Blinded randomized controlled trials (RCT) require participants to be uncertain if they are receiving a treatment or placebo. Although uncertainty is ideal for isolating the treatment effect from all other potential effects, it is poorly suited for estimating the treatment effect under actual conditions of intended use—when individuals are certain that they are receiving a treatment. We propose an experimental design, Randomization to Randomization Probabilities (R2R), which significantly improves estimates of treatment effects under actual conditions of use by manipulating participant expectations about receiving treatment. In the R2R design, participants are first randomized to a value, π, denoting their probability of receiving treatment (vs placebo). Subjects are then told their value of π and randomized to either treatment or placebo with probabilities π and 1-π, respectively. Analysis of the treatment effect includes statistical controls for π (necessary for causal inference) and typically a π-by-treatment interaction. Random assignment of subjects to π and disclosure of its value to subjects manipulates subject expectations about receiving the treatment without deception. This method offers a better treatment effect estimate under actual conditions of use than does a conventional RCT. Design properties, guidelines for power analyses, and limitations of the approach are discussed. We illustrate the design by implementing an RCT of caffeine effects on mood and vigilance and show that some of the actual effects of caffeine differ by the expectation that one is receiving the active drug.

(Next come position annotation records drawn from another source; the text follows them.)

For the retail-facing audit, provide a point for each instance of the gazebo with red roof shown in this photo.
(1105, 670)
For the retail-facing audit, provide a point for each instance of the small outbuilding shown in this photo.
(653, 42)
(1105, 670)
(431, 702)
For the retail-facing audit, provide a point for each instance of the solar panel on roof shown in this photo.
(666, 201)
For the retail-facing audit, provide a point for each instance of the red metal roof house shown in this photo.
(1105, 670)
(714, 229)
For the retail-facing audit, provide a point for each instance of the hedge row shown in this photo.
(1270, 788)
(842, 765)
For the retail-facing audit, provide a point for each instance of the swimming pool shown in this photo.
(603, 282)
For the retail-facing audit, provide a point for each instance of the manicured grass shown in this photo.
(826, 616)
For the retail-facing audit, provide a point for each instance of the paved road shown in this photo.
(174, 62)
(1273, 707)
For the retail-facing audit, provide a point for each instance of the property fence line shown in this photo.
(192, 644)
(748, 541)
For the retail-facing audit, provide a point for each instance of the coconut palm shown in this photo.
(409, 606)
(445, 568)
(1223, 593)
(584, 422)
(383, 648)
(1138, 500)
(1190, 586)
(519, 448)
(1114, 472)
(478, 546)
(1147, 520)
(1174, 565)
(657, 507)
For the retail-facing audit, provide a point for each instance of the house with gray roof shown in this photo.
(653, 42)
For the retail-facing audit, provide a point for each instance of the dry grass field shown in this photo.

机译:盲法随机对照试验(RCT)要求参与者不确定他们是否正在接受治疗或安慰剂。尽管不确定性是理想的将治疗效果与所有其他潜在效果区分开的理想方法,但不确定性不适合在预期的实际使用条件下(当个人确定他们正在接受治疗时)估计治疗效果。我们提出了一项实验设计,即“随机化到随机概率(R2R)”,它通过操纵参与者对接受治疗的期望,大大改善了在实际使用条件下的治疗效果估计。在R2R设计中,首先将参与者随机化为一个值π,以表示他们接受治疗的可能性(相对于安慰剂)。然后告知受试者其π的值,并分别随机分为概率为π和1-π的治疗或安慰剂。对治疗效果的分析包括π(因果推断所必需)的统计控制,通常包括π-逐次交互作用。将对象随机分配给π并将其值公开给对象会操纵对象对接受治疗而没有欺骗的期望。该方法在实际使用条件下提供了比常规RCT更好的治疗效果估计。讨论了设计属性,功耗分析准则以及该方法的局限性。我们通过实施咖啡因作用对情绪和警觉性的RCT来说明该设计,并表明咖啡因的某些实际作用因期望接受活性药物而有所不同。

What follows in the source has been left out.